L'amour vénal.
Gravure sur bois du suisse Urs Graf, intitulé "L'amour vénal" et datée de 1511 environ.
L'image met en scène trois personnages. Au centre, une courtisane est coiffée d'une couronne de feuillage et de fleurs séchées, symbole de la débauche. A droite un jeune homme coiffé d'un grand chapeau à plumes d'autruche, attribut ordinaire des Reisläufer (mercenaires suisses). Enfin, à gauche un vieillard qui caresse le sein de la courtisane. Celle-ci ne reste pas inoccupée. Elle plonge une main dans le sac d'or du vieillard, et de l'autre, transfère les pièces dans la main du jeune homme.
Tous les trois sont proches d'une table de jeu. Dans la symbolique chrétienne de l'époque, la table de jeu est considérée comme l'autel du diable. On y trouve un jeu de trictrac, autrement dit backgammon ou jacquet, représentant la chance et le hasard, des cartes à jouer, un luth qui évoque le plaisir charnel et un plateau de fruits symbolisant la luxure.
La partie basse de l'image constitue le Memento Mori.
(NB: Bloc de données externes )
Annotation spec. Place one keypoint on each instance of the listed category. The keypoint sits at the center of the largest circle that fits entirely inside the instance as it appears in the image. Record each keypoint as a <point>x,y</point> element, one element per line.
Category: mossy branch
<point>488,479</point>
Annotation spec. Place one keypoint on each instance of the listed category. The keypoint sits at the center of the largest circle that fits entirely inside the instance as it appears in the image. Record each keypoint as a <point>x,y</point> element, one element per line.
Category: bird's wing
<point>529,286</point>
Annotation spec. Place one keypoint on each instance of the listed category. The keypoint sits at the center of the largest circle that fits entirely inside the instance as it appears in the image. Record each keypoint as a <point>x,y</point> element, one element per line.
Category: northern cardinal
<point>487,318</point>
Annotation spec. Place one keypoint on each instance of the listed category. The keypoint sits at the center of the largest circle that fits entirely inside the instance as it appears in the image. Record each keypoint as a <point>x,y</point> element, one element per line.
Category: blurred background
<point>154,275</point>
Le phylactère qui accompagne le crâne et un os est rédigé en vieil allemand:
« Bedek das end das ist mein rot : Wan alle ding beschlüszt der todt »
« Songe à la fin, c’est mon conseil : car la mort conclut toutes choses ».
Le phylactère du haut est vierge. Deux hypothèses coexistent. La première est que ce vide symbolise la futilité et que les vivants n'ont rien à dire d'utile, contrairement à la mort. La seconde, et c'est sans doute la plus probable, rappelle que les gravures de ce type étaient vendues sur les marchés et qu'il était possible moyennant finance de demander à un scribe d'y inscrire la devise de son choix.
Urs Graf n'était pas un moine moralisateur. Il possédait un atelier d'orfèvre à Bâle, mais il alternait l'orfèvrerie avec une vie plus trépidante de mercenaire. Les batailles d'Italie et de France lui permettait de revenir avec du butin.
Contrairement à l'image que l'on se fait d'un orfèvre, les archives historiques de la ville de Bâle nous révèlent qu'il avait été souvent emprisonné pour des bagarres, des insultes, pour avoir battu sa femme et pour avoir beaucoup fréquenté les maisons closes et les prostituées. On peut donc conclure que pour les maisons de jeu, les lupanars et les courtisanes, Urs Graf était orfèvre en la matière.